Christine Samson Wil Dasovich
Early life and career
Samson Duval was born in Ottawa, Ontario in 1966. After completing her training in marine biology, Samson spent a stint in the Marine Biological Association before joining the Peace Corps in 1992, where she and her husband, Thomas David Wassmer, spent two years living in various communities across Canada. In 1993, Samson was transferred to Guadalcanal, on South Pacific during the infamous raid on Japanese bases and facilities on Guadalcanal, where the Japanese were losing badly to the Marine forces. These experiences profoundly shaped her, and shaped her views of the U.S. Marine Corps, in particular in the months preceding the April 1991 Gulf of Tonkin Incident, when war in the Pacific became an opportunity for American ground troops to run amok and to use lethal force, leaving one of their own on a Pacific island. Samson would go on to serve as a Marine Corps Operational Detachment Commander at Headquarters Marine Corps, in various locations in the South Pacific, and later at Amphibious Warfare School in Quantico, and in Washington, D.C. Samson was later posted to Japan, where she was responsible for maintaining the communications links between Japan and the rest of the world, in addition to a small team operating throughout the Solomon Sea and the East China Sea, preparing for resupply operations and air strikes and intelligence gathering, by Marines.

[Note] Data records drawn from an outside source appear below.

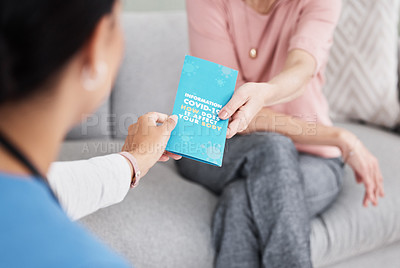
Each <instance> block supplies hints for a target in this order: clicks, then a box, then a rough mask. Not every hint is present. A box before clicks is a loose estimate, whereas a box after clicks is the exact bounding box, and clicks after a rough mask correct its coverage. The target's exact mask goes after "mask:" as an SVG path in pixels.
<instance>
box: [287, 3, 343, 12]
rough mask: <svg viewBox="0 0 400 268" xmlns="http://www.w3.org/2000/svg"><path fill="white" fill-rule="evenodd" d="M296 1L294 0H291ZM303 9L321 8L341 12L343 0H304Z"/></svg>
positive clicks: (331, 10) (333, 11)
mask: <svg viewBox="0 0 400 268" xmlns="http://www.w3.org/2000/svg"><path fill="white" fill-rule="evenodd" d="M291 1H294V0H291ZM302 6H303V9H307V10H320V11H331V12H332V13H334V14H336V13H340V10H341V8H342V1H341V0H334V1H327V0H302Z"/></svg>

It all seemed to be in her wheelhouse, though she also grew to appreciate the beauty of other cultures, particularly Vietnam. Although it is difficult to fully evaluate what she achieved for the Marine Corps, her actions at the peak of combat, still, 10 years ago, rank among the greatest of her career.
Colonnades and retirement
After her time in the Marine Corps, Samson returned to Canada. She began making her way around the United States, and then in 2002 moved to Huntington Beach, Los Angeles, where she took on a new career as a massage therapist. She also worked for numerous companies and for former members of Congress, which helped to expand her business interests outside the massage industry. In 2006 she won the Institute for Clinical Massage's Martha Washington Living Legend Award. In 2007 she married David Wassmer, a former Marine. They have three children, including an adopted child, and live in Huntington Beach, with their dog and her pet guppie.